Yesterday Zillow announced their Q3 financial results. This is a company that has been one of the few that benefited from the market conditions in 2020.

The company has grown to 5,000+ employees. They had a record quarter in Q3. On their earnings call the company shared a perspective on the overall balance of supply / demand that many investors don’t often pay attention to.

The pandemic has turned the market on its head and it’s difficult to make sense of what we’re seeing in the market. The abrupt changes are the result of many contradictory forces, both headwinds and tailwinds as we’ve talked about on recent shows. The folks at Zillow pointed out on their investor call that there are 5 million more people in their prime home buying age in the market than there were in 2010. Demographics suggests that the low number of home buyers over the past decade in the wake of the financial crisis has created a wave of pent up demand which is only now starting to get satisfied.

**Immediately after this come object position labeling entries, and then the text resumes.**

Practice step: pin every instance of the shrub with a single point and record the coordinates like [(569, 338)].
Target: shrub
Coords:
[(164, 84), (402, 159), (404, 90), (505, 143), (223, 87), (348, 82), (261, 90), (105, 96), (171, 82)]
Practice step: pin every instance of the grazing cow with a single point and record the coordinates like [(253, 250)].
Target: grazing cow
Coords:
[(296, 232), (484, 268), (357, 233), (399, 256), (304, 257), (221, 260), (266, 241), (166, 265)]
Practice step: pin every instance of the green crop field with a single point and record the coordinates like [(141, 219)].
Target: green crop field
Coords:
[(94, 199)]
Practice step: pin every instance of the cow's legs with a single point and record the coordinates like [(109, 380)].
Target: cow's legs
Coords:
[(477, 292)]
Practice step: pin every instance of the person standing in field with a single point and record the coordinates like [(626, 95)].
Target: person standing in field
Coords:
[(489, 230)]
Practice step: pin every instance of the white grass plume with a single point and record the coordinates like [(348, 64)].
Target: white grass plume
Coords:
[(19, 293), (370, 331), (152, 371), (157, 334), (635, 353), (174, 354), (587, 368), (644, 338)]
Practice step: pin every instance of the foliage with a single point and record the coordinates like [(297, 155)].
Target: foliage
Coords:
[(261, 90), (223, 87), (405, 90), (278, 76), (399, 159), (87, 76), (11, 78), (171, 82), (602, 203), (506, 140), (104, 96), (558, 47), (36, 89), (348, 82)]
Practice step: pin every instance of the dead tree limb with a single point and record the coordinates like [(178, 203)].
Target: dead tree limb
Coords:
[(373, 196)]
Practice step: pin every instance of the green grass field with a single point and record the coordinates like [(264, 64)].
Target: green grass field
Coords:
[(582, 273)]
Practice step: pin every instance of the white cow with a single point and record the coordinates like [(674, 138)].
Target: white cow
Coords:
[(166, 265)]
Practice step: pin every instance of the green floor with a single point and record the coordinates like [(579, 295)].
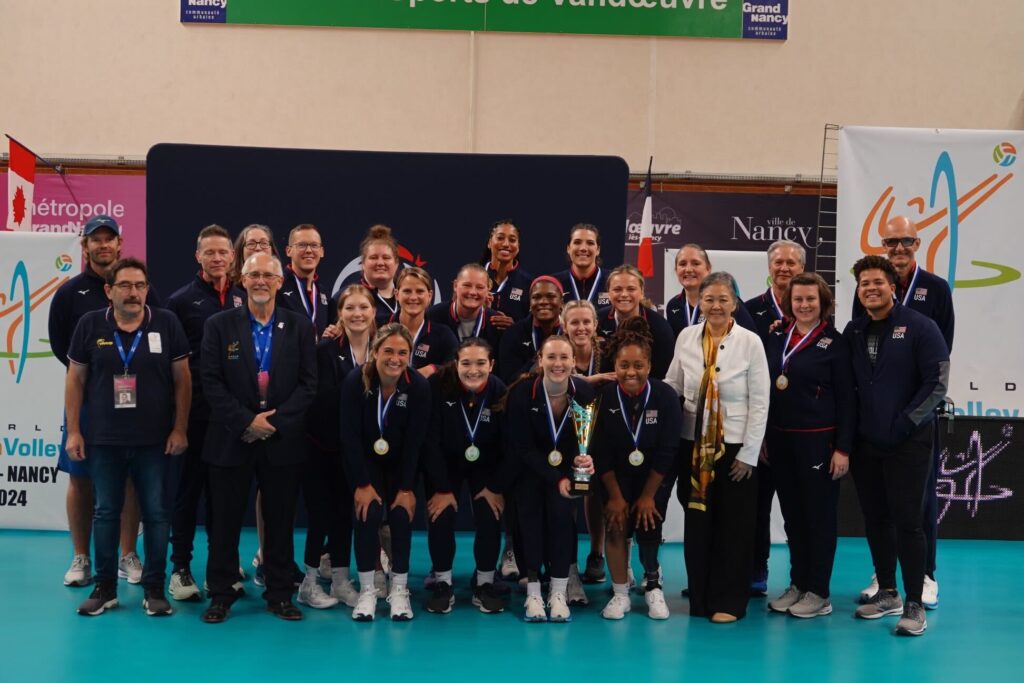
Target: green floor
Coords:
[(974, 635)]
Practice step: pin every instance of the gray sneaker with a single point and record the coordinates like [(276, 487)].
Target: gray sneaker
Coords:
[(912, 622), (811, 605), (881, 604), (787, 599)]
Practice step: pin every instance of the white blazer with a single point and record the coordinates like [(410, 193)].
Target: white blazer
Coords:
[(742, 385)]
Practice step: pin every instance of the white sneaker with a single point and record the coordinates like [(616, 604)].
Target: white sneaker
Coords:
[(509, 567), (534, 609), (656, 606), (401, 606), (80, 572), (558, 608), (325, 566), (380, 583), (366, 606), (345, 592), (929, 593), (574, 591), (312, 594), (872, 588), (617, 606), (130, 567)]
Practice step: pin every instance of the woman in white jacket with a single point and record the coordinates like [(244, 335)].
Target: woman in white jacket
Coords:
[(720, 371)]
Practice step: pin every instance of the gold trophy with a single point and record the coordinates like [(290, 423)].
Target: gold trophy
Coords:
[(583, 420)]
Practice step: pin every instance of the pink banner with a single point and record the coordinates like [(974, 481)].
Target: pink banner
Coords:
[(54, 210)]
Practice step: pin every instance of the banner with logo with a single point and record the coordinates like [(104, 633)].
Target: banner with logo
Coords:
[(705, 18), (964, 189), (65, 204), (736, 228), (32, 267)]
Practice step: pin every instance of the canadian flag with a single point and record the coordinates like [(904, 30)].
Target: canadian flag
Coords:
[(645, 256), (20, 185)]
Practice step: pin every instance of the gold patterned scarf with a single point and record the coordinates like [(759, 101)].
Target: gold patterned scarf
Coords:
[(709, 433)]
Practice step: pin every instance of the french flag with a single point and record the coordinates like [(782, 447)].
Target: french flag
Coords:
[(645, 255), (20, 185)]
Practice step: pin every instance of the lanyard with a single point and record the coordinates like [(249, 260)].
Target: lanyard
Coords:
[(801, 344), (909, 286), (472, 430), (555, 433), (643, 409), (312, 304), (593, 290)]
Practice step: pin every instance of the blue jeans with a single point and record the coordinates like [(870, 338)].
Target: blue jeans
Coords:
[(111, 466)]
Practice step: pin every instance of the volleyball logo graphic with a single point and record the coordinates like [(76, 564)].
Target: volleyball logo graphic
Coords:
[(1005, 154), (64, 262)]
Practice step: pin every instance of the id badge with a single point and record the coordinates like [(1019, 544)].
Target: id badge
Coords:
[(125, 391)]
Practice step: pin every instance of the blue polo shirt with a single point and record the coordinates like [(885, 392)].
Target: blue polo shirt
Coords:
[(163, 342)]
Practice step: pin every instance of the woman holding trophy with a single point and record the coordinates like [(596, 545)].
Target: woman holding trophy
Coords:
[(545, 414), (637, 434)]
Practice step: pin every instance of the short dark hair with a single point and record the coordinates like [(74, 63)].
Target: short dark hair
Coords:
[(875, 262), (121, 264)]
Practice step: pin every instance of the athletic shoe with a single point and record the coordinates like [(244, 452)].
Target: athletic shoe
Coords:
[(617, 606), (811, 605), (509, 567), (534, 609), (441, 599), (594, 573), (486, 598), (103, 597), (156, 603), (325, 566), (558, 608), (130, 567), (870, 590), (930, 593), (912, 623), (657, 608), (312, 594), (183, 588), (573, 590), (345, 592), (882, 604), (401, 606), (788, 598), (80, 572), (366, 606)]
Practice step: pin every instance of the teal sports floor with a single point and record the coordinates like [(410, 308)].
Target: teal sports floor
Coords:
[(975, 635)]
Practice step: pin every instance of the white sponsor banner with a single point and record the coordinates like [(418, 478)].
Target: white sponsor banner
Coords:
[(966, 191), (32, 267)]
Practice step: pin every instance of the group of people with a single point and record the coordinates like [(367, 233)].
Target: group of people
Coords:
[(252, 372)]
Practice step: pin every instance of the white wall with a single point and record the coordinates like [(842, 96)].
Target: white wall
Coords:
[(114, 77)]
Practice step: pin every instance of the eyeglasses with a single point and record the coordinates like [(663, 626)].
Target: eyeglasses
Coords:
[(892, 243), (128, 287), (256, 276)]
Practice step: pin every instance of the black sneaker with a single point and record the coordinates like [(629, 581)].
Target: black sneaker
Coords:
[(103, 597), (487, 599), (442, 598), (155, 602), (595, 569)]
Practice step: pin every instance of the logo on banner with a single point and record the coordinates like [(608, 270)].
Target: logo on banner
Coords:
[(940, 221)]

Zillow offers is a service the gives a seller cash offer without having to open their house to showings.

Zillow closing services is providing closing services for 98% of their transactions of their zillow offers business. Sellers to Zillow make up 0.2% of their total transaction volume.

On today’s show we’re talking about what can happen when you compete with your customers.

This is a business lesson that many companies learn the hard way. Last month Zillow announced that they were getting into the brokerage business.

Back in 2014, Greg Schwartz, Zillow’s then-chief revenue officer, stated Zillow was “a media company that helps people find homes.”

How does Zillow make its money? They don’t collect real estate commissions. They sell the leads collected on their website to licensed realtors who pay a fee to Zillow for those leads. It’s up to the real estate agents on the ground to do the heavy lifting, to drive the buyers to showings of the properties.

But the marketing fee for the leads is small compared with the real estate commission earned by the real estate agents who actually transact the deals. In a buyer’s market, the majority of the work is performed by the buyer agent.

For now Zillow is only using in-house agents on the properties is buys directly.

Zillow is only interested in buying specific types of homes. They look for homes that are relatively new, in good condition, and that are within what they consider to be “high opportunity” markets where the chance of a quick re-sale is possible.

Dominance in a segment doesn’t mean absolute power. Remember, platforms rely on all their stakeholders in order to be successful. The company has three main lines of business.

Entering into the brokerage business means that Zillow is now competing with their customers. Real Estate Agents who have benefited from getting leads from Zillow in the past have recognized that zillow has become too powerful in the market and will eventually replace their partner agents with salaried in-house employees who carry a real estate license.

So the question is will the agents allow their newest and largest competitor continue to be their partner? Some will rationalize that Zillow doesn’t really compete directly with agents. But as they learn, grow and mature as a brokerage, they can shift their focus quickly.

History has shown competing with your customers to be an unstable practice.